Rome was a remarkable blend of the old and the new. On one hand, it's the fashion capital of the world and the streets were speckled with hype young Romans and exuberant tourists. On the other hand, ancient ruins were strewn all around and I couldn't help feeling a sense of loss thinking about the glory days of the ancient roman empire (not that I would want to be part of that era) and its subsequent downfall. Percy Shelly's beautiful and haunting poem "Ozymandias" echoed in my head. It's part wistful and nostalgic and part ironic. Still one of my favorite poems after all these years..... I think originally Ozymandias may have been written with Egypt in mind since it refers to "a traveller from an antique land" and alludes to a desert.

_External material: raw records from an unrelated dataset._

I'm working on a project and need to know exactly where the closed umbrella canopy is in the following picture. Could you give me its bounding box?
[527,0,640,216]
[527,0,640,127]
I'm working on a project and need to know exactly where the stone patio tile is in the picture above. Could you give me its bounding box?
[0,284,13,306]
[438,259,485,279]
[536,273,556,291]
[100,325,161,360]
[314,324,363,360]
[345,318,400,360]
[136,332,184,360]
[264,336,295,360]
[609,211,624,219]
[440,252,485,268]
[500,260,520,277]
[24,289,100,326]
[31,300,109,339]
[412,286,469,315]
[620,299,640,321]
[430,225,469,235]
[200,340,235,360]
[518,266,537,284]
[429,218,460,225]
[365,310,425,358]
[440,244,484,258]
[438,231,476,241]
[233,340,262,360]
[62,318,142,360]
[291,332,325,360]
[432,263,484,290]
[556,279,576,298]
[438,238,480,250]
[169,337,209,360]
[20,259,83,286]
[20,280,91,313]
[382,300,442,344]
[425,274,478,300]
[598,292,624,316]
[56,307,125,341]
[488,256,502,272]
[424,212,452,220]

"I met a traveler from an antique land
Who said: Two vast and trunkless legs of stone
Stand in the desert. Near them, on the sand,
Half sunk, a shattered visage lies, whose frown,
And wrinkled lip, and sneer of cold command,
Tell that its sculptor well those passions read,
Which yet survive, stamped on these lifeless things,
The hand that mocked them, and the heart that fed,
And on the pedestal these words appear:
"My name is Ozymandias, King of Kings:
Look upon my works, ye Mighty, and despair!"
Nothing beside remains. Round the decay
Of that colossal wreck, boundless and bare
The lone and level sands stretch far away."